Launch directory: D:\_SMP2_FAH
Executable: D:\_SMP2_FAH\FAH6.34-win32-SMP.exe
Arguments: -smp -verbosity 9 -advmethods 

[19:48:53] - Ask before connecting: No
[19:48:53] - User name: artoar_home (Team 32435)
[19:48:53] - User ID: 714971F37559BC17
[19:48:53] - Machine ID: 1
[19:48:53] 
[19:48:53] Loaded queue successfully.
[19:48:53] 
[19:48:53] - Autosending finished units... [February 6 19:48:53 UTC]
[19:48:53] + Processing work unit
[19:48:53] Trying to send all finished work units
[19:48:53] Core required: FahCore_a3.exe
[19:48:53] Project: 11061 (Run 0, Clone 2105, Gen 14)
[19:48:53] Core found.


[19:48:53] + Attempting to send results [February 6 19:48:53 UTC]
[19:48:53] - Reading file work/wuresults_01.dat from core
[19:48:53]   (Read 783007 bytes from disk)
[19:48:53] Connecting to http://171.64.65.55:8080/
[19:48:53] Working on queue slot 02 [February 6 19:48:53 UTC]
[19:48:53] + Working ...
[19:48:53] - Calling '.\FahCore_a3.exe -dir work/ -nice 19 -suffix 02 -np 4 -checkpoint 9 -verbose -lifeline 3424 -version 634'

[19:48:55] 
[19:48:55] *------------------------------*
[19:48:55] Folding@Home Gromacs SMP Core
[19:48:55] Version 2.27 (Dec. 15, 2010)
[19:48:55] 
[19:48:55] Preparing to commence simulation
[19:48:55] - Ensuring status.
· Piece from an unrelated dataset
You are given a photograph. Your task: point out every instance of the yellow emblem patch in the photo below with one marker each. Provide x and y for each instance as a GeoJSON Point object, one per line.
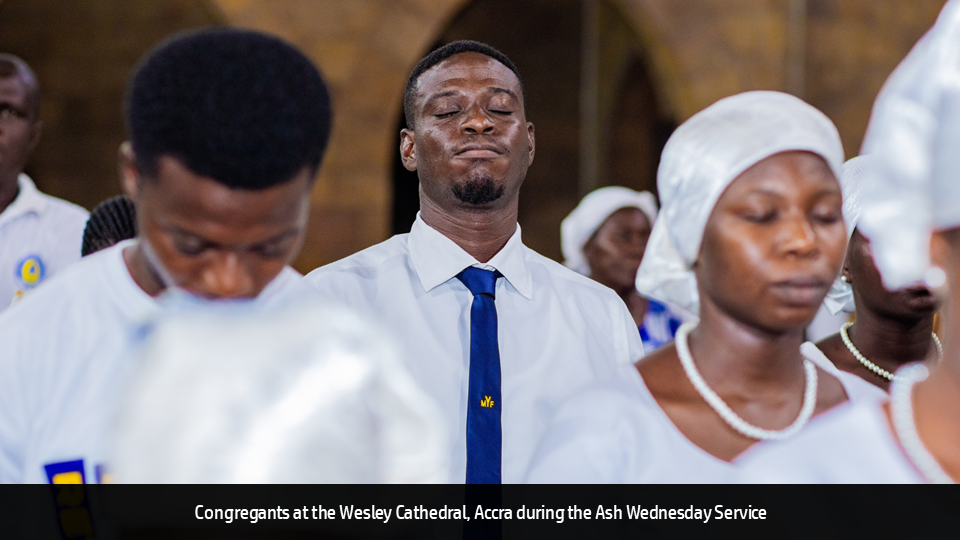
{"type": "Point", "coordinates": [72, 477]}
{"type": "Point", "coordinates": [31, 270]}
Please wait.
[19:49:04] - Looking at optimizations...
[19:49:05] - Working with standard loops on this execution.
[19:49:05] - Previous termination of core was improper.
[19:49:05] - Going to use standard loops.
[19:49:05] - Files status OK
[19:49:12] - Expanded 3811182 -> 4169428 (decompressed 109.3 percent)
[19:49:13] Called DecompressByteArray: compressed_data_size=3811182 data_size=4169428, decompressed_data_size=4169428 diff=0
[19:49:14] - Digital signature verified
[19:49:14] 
[19:49:14] Project: 6097 (Run 0, Clone 82, Gen 88)
[19:49:14] 
[19:49:14] - Couldn't send HTTP request to server
[19:49:14] + Could not connect to Work Server (results)
[19:49:14]     (171.64.65.55:8080)
[19:49:14] + Retrying using alternative port
[19:49:14] Connecting to http://171.64.65.55:80/
[19:49:21] Entering M.D.
[19:49:27] Using Gromacs checkpoints
[19:49:31] Mapping NT from 4 to 4 
[19:49:35] - Couldn't send HTTP request to server
[19:49:35] + Could not connect to Work Server (results)
[19:49:35]     (171.64.65.55:80)
[19:49:35] - Error: Could not transmit unit 01 (completed February 6) to work server.
[19:49:35] - 6 failed uploads of this unit.


[19:49:35] + Attempting to send results [February 6 19:49:35 UTC]
[19:49:35] - Reading file work/wuresults_01.dat from core
[19:49:35]   (Read 783007 bytes from disk)
[19:49:35] Connecting to http://171.67.108.26:8080/
[19:49:39] - Couldn't send HTTP request to server
[19:49:39] + Could not connect to Work Server (results)
[19:49:39]     (171.67.108.26:8080)
[19:49:39] + Retrying using alternative port
[19:49:39] Connecting to http://171.67.108.26:80/
[19:49:40] - Couldn't send HTTP request to server
[19:49:40] + Could not connect to Work Server (results)
[19:49:40]     (171.67.108.26:80)
[19:49:40]   Could not transmit unit 01 to Collection server; keeping in queue.
[19:49:40] + Sent 0 of 1 completed units to the server
[19:49:40] - Autosend completed
[19:50:04] Resuming from checkpoint
[19:50:05] Verified work/wudata_02.log
[19:50:07] Verified work/wudata_02.trr
[19:50:08] Verified work/wudata_02.edr
[19:50:19] Killing all core threads
[19:50:19] Killing 3 cores
[19:50:19] Killing core 0
[19:50:19] Killing core 1
[19:50:19] Killing core 2

Folding@Home Client Shutdown at user request.
[19:50:19] ***** Got a SIGTERM signal (2)
[19:50:19] Killing all core threads
[19:50:19] Killing 3 cores
[19:50:19] Killing core 0
[19:50:19] Killing core 1
[19:50:19] Killing core 2

Folding@Home Client Shutdown.

Re: 171.64.65.55

Posted: Mon Feb 06, 2012 7:59 pm
by dvanatta
OK sorry, i posted that before the server had finished restarting. Still problems?